You Know All Those Polish Jokes?
They are true. I've been working with a Polish shipping company in Chicago trying to mail a package to Poland. One cannot use the post office because the package will never get where it's going - The Polish Postal Service will "lose" it but blame the USPS. Umm hmm. I'm sure it's the USPS that opens up my birthday and Christmas cards too. Anyway, this company is quite good and trustworthy but when I call them in Chicago do they speak English? No. Obviously, they want to exclude Americans from using their service. A little silly considering there are 300 million Americans living in the US and only 1.5 million Poles. Also, they are based in Chicago and last time I checked that was in the United States where you know, people speak English (or Spanish but I doubt many Mexicans are shipping to Poland so I can understand that).So eventually I was transferred to the person I wanted to speak with and he promised to fax me the customs forms directly. As an American, I expected that to happen the same day. As someone who has dealt with Poles, I should have known that meant sometime the next week.

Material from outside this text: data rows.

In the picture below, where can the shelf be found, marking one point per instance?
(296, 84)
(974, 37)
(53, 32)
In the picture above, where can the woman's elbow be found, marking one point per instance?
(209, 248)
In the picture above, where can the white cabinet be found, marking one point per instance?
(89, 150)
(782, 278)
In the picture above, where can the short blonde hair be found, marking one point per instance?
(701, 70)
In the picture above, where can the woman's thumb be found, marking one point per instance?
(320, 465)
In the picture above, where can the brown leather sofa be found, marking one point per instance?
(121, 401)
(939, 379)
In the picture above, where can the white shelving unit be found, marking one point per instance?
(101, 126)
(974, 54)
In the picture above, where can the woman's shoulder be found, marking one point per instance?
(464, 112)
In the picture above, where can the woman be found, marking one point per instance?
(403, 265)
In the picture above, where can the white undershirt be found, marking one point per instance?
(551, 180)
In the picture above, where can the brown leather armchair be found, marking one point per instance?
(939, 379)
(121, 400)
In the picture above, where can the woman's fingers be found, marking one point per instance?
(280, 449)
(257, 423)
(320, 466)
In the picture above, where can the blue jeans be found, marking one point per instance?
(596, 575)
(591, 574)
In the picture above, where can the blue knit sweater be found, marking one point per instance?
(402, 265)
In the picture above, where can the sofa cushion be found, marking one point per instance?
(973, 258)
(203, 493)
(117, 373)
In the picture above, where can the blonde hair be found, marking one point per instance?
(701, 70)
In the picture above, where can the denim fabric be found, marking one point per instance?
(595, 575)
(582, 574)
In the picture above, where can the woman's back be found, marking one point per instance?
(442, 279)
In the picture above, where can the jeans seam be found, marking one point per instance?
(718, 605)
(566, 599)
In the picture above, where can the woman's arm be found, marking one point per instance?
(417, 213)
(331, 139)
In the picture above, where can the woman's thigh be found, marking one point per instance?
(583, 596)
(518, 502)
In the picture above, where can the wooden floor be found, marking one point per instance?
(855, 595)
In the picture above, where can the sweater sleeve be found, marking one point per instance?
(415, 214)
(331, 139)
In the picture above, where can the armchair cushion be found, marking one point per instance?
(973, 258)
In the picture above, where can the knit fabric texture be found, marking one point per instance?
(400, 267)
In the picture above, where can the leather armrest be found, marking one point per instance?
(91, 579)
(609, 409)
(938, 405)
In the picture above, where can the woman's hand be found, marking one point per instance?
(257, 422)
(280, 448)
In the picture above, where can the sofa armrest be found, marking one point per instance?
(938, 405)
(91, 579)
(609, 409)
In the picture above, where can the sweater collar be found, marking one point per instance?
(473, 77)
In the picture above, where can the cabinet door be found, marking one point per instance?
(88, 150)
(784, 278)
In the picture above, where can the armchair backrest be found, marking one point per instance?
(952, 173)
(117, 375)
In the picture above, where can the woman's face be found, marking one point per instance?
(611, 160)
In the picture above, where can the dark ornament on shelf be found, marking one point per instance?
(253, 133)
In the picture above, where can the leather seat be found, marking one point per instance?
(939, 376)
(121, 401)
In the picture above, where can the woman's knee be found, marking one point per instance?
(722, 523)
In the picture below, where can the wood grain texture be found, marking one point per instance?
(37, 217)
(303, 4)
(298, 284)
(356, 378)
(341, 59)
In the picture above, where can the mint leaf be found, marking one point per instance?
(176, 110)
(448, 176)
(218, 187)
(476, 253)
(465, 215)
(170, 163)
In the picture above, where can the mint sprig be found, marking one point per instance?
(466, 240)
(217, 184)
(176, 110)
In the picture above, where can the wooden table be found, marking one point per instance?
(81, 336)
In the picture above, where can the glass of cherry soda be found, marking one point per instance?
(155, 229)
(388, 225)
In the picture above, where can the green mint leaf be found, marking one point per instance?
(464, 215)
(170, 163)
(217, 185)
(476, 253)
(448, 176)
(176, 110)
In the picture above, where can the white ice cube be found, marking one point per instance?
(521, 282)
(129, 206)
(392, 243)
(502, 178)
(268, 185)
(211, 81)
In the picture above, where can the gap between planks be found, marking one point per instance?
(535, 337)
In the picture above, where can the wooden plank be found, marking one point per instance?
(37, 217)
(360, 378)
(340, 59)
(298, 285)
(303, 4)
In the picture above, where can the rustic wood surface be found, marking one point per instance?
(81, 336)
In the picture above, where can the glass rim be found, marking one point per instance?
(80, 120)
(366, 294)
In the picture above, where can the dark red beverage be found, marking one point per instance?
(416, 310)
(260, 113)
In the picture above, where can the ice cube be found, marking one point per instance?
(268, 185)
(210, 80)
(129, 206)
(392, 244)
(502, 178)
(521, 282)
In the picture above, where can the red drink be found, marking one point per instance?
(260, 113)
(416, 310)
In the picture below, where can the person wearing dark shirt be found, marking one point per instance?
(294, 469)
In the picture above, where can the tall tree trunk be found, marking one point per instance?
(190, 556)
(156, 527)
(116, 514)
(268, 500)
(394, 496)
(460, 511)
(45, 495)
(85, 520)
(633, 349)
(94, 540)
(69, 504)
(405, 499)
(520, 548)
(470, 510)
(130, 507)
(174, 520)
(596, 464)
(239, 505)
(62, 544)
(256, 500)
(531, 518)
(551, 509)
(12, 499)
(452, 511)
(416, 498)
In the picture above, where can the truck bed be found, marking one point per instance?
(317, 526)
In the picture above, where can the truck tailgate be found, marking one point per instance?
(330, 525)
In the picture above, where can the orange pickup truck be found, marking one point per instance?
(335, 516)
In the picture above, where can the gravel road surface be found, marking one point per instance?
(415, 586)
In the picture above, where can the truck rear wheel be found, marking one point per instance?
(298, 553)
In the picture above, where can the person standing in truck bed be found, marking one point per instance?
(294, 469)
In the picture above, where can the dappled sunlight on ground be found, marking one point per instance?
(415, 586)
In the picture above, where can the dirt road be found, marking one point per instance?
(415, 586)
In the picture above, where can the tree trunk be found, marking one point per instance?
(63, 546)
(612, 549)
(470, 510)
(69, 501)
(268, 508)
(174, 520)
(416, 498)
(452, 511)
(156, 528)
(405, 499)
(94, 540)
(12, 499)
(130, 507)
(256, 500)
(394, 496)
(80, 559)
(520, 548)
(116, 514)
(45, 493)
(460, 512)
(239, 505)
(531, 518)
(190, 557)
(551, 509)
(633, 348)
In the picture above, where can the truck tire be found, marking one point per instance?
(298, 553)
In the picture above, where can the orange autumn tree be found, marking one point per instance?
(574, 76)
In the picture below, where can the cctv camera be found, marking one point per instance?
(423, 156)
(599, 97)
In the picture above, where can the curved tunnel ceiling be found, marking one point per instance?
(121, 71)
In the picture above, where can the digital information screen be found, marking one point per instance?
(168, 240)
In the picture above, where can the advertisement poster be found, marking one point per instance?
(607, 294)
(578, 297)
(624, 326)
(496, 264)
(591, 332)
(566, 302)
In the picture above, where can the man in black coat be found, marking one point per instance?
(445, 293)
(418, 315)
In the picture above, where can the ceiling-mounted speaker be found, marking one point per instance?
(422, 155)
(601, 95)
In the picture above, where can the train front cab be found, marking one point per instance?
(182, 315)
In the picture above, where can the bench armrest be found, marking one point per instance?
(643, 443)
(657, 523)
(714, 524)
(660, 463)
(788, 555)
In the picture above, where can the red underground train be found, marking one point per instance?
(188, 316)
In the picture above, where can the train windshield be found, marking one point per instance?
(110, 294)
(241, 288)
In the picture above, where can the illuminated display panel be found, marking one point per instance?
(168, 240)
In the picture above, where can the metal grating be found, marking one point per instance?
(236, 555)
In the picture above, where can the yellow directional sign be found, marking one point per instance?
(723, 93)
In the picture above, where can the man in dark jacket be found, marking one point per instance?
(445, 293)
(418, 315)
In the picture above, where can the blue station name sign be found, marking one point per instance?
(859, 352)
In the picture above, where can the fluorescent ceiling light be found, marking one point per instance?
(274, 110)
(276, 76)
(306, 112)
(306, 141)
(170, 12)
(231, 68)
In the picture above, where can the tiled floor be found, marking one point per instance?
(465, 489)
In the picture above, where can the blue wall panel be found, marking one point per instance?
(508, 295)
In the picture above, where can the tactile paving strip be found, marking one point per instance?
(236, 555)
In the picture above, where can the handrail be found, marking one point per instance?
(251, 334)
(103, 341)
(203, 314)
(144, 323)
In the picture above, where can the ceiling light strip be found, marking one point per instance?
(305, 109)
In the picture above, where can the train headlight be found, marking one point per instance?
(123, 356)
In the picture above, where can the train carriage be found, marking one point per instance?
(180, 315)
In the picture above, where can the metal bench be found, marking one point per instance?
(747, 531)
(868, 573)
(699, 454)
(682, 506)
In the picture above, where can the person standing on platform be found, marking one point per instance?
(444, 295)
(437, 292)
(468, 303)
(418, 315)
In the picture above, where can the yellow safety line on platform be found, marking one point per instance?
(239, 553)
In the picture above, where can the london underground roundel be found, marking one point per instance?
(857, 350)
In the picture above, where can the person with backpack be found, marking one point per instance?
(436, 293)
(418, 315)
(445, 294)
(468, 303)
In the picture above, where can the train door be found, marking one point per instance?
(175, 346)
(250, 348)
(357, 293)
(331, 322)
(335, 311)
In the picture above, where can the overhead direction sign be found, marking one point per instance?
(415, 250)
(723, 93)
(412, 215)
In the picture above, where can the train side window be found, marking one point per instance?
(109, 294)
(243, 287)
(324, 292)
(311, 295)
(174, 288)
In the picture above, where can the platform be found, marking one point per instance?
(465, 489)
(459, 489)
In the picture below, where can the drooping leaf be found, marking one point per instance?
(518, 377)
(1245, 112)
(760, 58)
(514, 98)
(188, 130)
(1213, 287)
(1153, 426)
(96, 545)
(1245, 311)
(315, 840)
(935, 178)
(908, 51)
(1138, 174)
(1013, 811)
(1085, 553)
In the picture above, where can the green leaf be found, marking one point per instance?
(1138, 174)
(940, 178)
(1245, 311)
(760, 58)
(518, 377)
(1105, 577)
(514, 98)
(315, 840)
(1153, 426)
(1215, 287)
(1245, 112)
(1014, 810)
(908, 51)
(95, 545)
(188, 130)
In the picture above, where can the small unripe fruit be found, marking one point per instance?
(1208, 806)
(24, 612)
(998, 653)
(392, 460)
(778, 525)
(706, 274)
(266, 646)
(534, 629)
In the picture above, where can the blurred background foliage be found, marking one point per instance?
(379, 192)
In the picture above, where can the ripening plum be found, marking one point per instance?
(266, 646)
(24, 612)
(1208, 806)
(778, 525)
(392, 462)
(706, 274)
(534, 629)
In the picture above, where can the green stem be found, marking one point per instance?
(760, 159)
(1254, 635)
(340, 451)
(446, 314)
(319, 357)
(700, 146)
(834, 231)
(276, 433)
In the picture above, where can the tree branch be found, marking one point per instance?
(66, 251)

Then I took a look at these customs forms. What the hell? There are fields where you have to describe what's in the package. Categories include:
Clothes
Socks
Shirts
Pants
Jackets
Dresses
Men's
Women's
Children's
Cocoa
Food
Chewing Gum
Candy
Chocolate
Raisins
Now can you explain to me why there is a general category for clothes, then specific clothing items, then men's, women's and children's? Or why raisins gets its own category? Are raisins not food? Are many people shipping raisins to Poland?
My favorite category is Vegeta. I'm assuming this is for vegetables, but you can't ship produce so I'm confused. Also, the entire form is in Polish and English and the Polish translation is also Vegeta (Polish word for vegetables: Warzywa). I don't get it. Also, no category for books, toys, things that people generally ship. Whatever, I'm making up my own categories.